LETTERS
Dear
God,
Are there any mailmen in Heaven? If so, will I have to
apologize?
Dear God,
How come people love to smell flowers, but seldom, if
ever, smell one another? Where are their priorities?
Dear God,
When my family eats dinner they always bless their food.
But they never bless mine. So, I've been wagging my tail
extra fast when they fill my bowl.
Have you noticed my own blessing?
Dear
God,
When we get to heaven, can we sit on your sofa? Or is it
the same old story?
Dear God,
Excuse me, but why are there cars named after the jaguar,
the cougar, the mustang, the colt, the stingray, and the
rabbit, but not one named for a dog? How often do you see
a cougar riding around?

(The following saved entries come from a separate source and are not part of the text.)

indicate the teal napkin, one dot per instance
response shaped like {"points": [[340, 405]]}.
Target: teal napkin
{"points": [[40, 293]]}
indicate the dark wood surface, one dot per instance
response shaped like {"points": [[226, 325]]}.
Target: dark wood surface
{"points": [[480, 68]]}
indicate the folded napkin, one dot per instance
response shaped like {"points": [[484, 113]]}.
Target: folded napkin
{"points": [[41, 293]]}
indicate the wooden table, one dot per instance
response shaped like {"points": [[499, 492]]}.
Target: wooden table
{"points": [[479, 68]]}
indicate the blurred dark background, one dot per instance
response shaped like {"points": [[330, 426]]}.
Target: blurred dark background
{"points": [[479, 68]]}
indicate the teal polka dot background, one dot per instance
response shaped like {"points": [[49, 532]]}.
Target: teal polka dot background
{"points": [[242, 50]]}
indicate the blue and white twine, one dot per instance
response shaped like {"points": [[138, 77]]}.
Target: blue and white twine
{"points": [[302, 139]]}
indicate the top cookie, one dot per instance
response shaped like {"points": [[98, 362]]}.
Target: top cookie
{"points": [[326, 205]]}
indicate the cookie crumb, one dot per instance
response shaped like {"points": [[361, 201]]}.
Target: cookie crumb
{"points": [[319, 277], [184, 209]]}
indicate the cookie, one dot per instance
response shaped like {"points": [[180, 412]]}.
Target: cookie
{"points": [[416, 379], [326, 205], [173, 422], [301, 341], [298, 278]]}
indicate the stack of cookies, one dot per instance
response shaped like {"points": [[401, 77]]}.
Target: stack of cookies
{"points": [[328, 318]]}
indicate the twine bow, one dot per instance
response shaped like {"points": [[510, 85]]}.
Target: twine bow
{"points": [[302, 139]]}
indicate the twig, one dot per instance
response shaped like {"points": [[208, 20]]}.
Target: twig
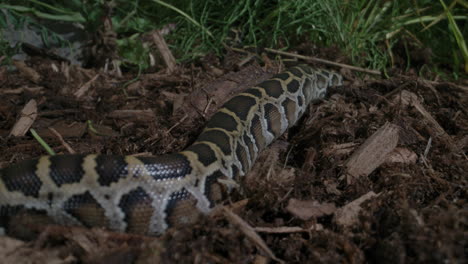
{"points": [[354, 68], [62, 141], [177, 124], [164, 51], [249, 232]]}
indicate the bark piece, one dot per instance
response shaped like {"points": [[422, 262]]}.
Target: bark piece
{"points": [[347, 215], [306, 210], [165, 51], [373, 152], [28, 72], [435, 129], [28, 116]]}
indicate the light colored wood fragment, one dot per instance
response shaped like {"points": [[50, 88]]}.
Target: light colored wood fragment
{"points": [[249, 232], [401, 155], [288, 229], [27, 118], [28, 72], [134, 115], [306, 210], [164, 50], [435, 129], [373, 152], [347, 215], [85, 87]]}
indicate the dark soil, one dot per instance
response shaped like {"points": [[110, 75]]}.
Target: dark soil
{"points": [[418, 214]]}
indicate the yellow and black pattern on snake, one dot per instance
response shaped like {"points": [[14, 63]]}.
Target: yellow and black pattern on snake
{"points": [[149, 194]]}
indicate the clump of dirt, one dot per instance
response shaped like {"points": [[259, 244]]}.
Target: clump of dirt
{"points": [[320, 193]]}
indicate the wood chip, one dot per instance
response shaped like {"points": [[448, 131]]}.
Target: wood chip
{"points": [[306, 210], [288, 229], [435, 129], [165, 51], [28, 72], [249, 232], [134, 115], [401, 155], [347, 215], [28, 116], [85, 87], [373, 152]]}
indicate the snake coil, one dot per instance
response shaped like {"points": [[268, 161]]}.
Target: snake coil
{"points": [[149, 194]]}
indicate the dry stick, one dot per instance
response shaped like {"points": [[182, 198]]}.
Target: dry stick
{"points": [[354, 68], [62, 141], [249, 232], [164, 50], [177, 124], [28, 116]]}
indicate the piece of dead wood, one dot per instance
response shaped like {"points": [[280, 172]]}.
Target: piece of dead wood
{"points": [[62, 141], [373, 152], [27, 71], [164, 50], [28, 116], [32, 90], [64, 128], [347, 215], [401, 155], [435, 129], [306, 210], [249, 232], [134, 115], [85, 87], [339, 149], [288, 229]]}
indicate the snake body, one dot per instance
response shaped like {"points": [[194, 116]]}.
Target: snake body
{"points": [[149, 194]]}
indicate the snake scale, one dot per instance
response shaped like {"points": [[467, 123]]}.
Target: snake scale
{"points": [[146, 195]]}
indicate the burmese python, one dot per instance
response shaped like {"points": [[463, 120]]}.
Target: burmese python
{"points": [[149, 194]]}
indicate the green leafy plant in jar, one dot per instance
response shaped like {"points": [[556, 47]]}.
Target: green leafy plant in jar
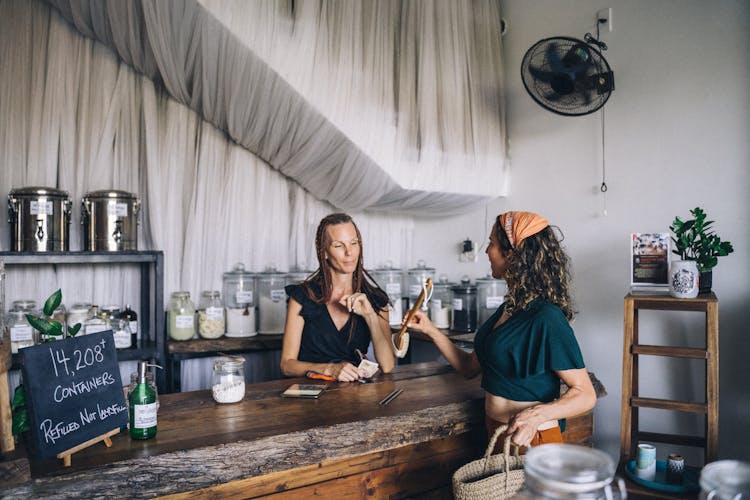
{"points": [[51, 330]]}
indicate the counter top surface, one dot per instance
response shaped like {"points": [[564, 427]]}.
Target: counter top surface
{"points": [[201, 443]]}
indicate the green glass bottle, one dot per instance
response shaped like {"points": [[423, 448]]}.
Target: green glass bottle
{"points": [[142, 401]]}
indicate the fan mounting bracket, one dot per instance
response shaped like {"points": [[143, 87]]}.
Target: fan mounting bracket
{"points": [[604, 18]]}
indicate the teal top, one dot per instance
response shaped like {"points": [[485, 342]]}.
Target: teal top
{"points": [[519, 358]]}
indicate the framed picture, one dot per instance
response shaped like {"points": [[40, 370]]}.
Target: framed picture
{"points": [[649, 260]]}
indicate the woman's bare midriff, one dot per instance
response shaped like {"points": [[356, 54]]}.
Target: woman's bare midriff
{"points": [[503, 410]]}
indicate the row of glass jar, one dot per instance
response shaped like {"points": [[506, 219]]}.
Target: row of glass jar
{"points": [[459, 307], [123, 323], [211, 319]]}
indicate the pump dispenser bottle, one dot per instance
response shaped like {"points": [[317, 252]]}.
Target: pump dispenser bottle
{"points": [[142, 401]]}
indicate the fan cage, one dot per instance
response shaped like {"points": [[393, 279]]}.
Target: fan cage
{"points": [[592, 87]]}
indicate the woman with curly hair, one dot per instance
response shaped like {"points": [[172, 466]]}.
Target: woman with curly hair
{"points": [[334, 314], [527, 346]]}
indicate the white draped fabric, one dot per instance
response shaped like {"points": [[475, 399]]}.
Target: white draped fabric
{"points": [[367, 105], [231, 162], [76, 118]]}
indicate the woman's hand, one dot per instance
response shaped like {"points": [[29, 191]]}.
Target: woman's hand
{"points": [[421, 323], [524, 425], [358, 304], [343, 371]]}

We dogs love to ride! I know
every breed cannot have its own model, but would it be
possible to rename the Chrysler Eagle the Chrysler Beagle?
Dear God,
If a dog barks, and barks, and barks in the forest and no
human hears him, is he still a bad dog?
Dear God,
If we come back as humans, is that good or bad?
Dear God,
More meatballs, less spaghetti, please.
Dear
God,
When we get to the Pearly Gates, do we have to shake
hands to get in?
Dear God,
Are there dogs on other planets, or are we alone? I have
been howling at the moon and stars for a long time, but
all I ever hear back is the beagle across the road!
Dear God,
Is it true that dogs are not allowed in restaurants
because we can't make up our minds what NOT to order?
Or is it that thing about carpets again?
Dear God,
The new terrier I live with just peed on the Oriental rug
and I have a feeling my family might blame me 'cuz they
think I'm jealous of this stupid mutt, Since they have no
sense of smell, how can I convince them I'm innocent?